I live in Sacramento and the Asian markets here carry durian. I don't know about other cities but my guess is that if you live in a large enough town and there is a substantial Asian population it shouldn't be too hard to locate. My experience was very similar to Carol's, although we tried it out of curiosity after hearing all the legends, not because of a bet. We found that it doesn't stink as advertised and I was vaguely disappointed about that. It made me feel that I hadn't truly joined the fraternity. It does have texture problems and the taste isn't bad but . . . I won't go out of my way to try it again.

Congratulations! And what good sports the people at Share Our Strength are to join you.

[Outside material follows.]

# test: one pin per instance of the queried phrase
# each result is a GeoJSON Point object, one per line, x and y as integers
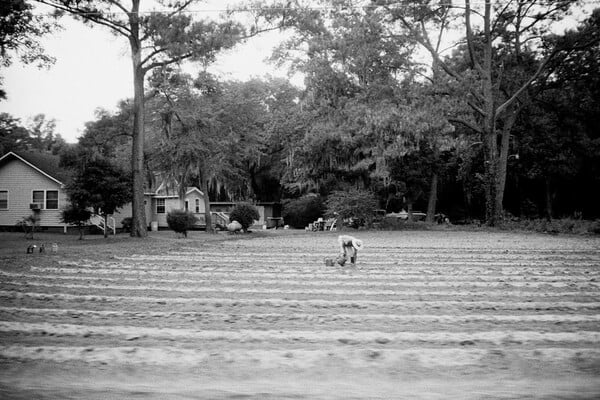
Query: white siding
{"type": "Point", "coordinates": [21, 180]}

I've had durian twice -- once here and once in Thailand. They're a LOT less stinky (and less flavorful) once they're frozen for shipment and thawed, though even the one we ate locally we kept on the back porch until we were ready to eat it! :) I'm glad I've eaten it, but it's not a flavor I crave.

I admit, I'm still scared to try it. Love that the Share Our Strength staff shared in your last task - very cool.

So, you closed this fundraiser with a golden key!

I wish I could try it - I've never seen it for sale, though...

Congratulations!

Hi, i thought Durian smelled like asian groceries, that sort of oniony garlicky smell overlayed with fruitiness that a little yoghurty.

also i saw this http://candyyumyum.blogspot.com/2010/02/pass-me-another-bon-bon-darling.html and thought it was worth pointing out to you for the gluten free bon bons.

I had it in South China while visiting a former student. The smell is definitely not a myth.

I don't mind durian at all, it smells like pungeant onions to me, but tastes like the most amazing vanilla custard...that you are eating while cleaning out the pantry of rotten onions. But it is not a food to disregard! Everyone should try it!

BTW, I've only had the frozen kind, never found it fresh.